Benchmarking Audio Visual Segmentation for Long-Untrimmed Videos

[Accepted by CVPR 2024]


Why Long-Untrimmed Audio-visual Segmentation Dataset?

Existing audio-visual segmentation (AVS) datasets typically focus on short-trimmed videos with only one pixel-map annotation for a per-second video clip. In contrast, for untrimmed videos, the sound duration, start- and end-sounding time positions, and visual deformation of audible objects vary significantly. Therefore, we observed that current AVS models trained on trimmed videos might struggle to segment sounding objects in long videos. To investigate the feasibility of grounding audible objects in videos along both temporal and spatial dimensions, we introduce the Long-Untrimmed Audio-Visual Segmentation dataset (LU-AVS), which includes precise frame-level annotations of sounding emission times and provides exhaustive mask annotations for all frames.

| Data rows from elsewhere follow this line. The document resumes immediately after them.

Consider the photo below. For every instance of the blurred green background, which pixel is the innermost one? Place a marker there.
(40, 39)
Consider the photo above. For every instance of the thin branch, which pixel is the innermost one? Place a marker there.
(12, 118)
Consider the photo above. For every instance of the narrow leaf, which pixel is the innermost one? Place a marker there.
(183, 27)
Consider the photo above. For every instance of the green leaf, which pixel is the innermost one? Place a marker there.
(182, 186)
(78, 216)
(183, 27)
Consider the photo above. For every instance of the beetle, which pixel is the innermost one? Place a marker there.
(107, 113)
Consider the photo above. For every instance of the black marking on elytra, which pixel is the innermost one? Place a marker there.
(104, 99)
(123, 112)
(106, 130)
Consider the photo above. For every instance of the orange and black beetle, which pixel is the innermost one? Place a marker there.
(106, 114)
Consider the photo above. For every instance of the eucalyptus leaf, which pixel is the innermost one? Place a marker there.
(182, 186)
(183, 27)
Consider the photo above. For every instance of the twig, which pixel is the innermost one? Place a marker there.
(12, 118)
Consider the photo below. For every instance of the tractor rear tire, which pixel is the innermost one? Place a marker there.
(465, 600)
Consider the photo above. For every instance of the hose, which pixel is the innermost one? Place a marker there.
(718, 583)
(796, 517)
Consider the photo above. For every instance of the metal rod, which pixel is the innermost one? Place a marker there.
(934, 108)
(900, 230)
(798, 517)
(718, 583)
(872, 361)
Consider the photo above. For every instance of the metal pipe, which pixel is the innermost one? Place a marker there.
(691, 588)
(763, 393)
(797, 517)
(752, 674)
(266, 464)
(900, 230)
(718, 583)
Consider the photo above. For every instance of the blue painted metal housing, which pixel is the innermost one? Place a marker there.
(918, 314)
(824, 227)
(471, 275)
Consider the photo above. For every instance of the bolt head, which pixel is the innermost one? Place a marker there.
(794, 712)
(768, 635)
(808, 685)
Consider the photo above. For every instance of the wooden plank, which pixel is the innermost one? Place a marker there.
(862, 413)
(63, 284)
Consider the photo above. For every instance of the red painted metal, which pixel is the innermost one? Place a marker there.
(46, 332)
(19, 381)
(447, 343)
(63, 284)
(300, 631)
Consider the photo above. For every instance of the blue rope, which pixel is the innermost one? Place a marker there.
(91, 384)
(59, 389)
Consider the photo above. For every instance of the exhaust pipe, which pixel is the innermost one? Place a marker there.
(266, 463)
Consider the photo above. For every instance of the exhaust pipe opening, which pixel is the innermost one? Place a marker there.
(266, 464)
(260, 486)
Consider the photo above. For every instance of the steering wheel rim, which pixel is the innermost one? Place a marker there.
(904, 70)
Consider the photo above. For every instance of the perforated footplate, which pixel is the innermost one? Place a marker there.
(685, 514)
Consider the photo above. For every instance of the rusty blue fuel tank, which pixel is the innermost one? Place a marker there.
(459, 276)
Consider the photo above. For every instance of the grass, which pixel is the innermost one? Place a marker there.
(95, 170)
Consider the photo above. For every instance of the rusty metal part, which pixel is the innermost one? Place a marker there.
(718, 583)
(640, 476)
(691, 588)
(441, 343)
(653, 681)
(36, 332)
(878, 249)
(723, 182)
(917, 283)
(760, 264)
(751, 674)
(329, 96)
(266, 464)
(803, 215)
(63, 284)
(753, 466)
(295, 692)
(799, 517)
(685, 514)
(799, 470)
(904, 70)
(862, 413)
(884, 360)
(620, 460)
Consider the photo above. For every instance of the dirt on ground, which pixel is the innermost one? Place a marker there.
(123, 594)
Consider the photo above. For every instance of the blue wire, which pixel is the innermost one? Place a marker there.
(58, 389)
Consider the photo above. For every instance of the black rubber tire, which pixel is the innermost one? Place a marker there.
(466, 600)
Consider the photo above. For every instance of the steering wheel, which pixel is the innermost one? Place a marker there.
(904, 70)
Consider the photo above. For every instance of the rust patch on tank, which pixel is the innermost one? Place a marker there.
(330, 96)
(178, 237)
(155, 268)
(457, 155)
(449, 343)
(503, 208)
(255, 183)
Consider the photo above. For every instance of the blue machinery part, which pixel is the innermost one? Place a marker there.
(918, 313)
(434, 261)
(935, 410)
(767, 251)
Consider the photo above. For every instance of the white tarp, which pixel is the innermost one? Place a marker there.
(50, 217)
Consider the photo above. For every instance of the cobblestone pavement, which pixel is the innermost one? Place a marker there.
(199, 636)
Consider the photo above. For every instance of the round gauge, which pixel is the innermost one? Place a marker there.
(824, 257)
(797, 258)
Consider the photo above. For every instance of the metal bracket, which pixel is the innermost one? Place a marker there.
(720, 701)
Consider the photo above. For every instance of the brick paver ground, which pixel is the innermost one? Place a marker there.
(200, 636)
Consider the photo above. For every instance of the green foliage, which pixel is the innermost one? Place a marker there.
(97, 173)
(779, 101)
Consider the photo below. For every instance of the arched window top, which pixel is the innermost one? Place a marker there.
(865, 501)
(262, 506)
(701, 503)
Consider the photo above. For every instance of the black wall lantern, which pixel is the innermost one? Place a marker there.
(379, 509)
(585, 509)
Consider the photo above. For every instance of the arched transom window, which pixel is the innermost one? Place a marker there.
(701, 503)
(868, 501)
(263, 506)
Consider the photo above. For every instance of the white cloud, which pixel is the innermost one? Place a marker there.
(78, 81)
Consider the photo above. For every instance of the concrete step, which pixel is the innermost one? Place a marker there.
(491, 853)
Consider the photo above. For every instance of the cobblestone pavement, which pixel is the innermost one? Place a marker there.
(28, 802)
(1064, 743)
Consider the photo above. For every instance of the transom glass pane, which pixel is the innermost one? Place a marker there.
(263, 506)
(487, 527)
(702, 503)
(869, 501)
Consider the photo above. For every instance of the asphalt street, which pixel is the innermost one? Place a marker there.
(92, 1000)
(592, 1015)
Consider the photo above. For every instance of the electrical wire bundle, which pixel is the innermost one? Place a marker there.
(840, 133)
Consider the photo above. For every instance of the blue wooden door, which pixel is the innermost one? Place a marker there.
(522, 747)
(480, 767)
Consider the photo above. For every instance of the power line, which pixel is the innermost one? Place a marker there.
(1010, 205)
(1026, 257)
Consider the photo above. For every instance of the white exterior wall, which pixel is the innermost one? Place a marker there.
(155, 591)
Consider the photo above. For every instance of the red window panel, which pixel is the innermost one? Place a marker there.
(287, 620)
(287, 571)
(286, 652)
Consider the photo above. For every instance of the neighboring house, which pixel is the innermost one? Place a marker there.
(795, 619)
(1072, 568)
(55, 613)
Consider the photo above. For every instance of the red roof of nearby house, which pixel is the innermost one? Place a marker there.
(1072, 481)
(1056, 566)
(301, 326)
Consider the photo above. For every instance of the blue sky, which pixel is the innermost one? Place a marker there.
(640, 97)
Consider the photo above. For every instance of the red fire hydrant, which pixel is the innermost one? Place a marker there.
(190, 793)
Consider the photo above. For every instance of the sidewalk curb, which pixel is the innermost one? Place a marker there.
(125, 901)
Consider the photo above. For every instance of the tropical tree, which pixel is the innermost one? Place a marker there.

Samples of our from Long-Untrimmed Audio-Visual Segmentation dataset. Different from previous AVS datasets, LU-AVS is specifically crafted to explore the challenges inherent in the AVS task for long-untrimmed videos. It features detailed start- and end-sounding positions in the temporal dimension, along with comprehensive mask and bounding box annotations in the spatial dimension. The examples show that our dataset contains numerous audible segments in each video, characterized by diverse durations and varying start and end-sounding positions. Additionally, within a single video, the same objects may have notable shifts spatially and undergo deformation.


What is the audio-visual segmentation task?

Task Definition. Audio-visual segmentation aims to localize audible objects by a pixel-level map for a given audio-visual pair.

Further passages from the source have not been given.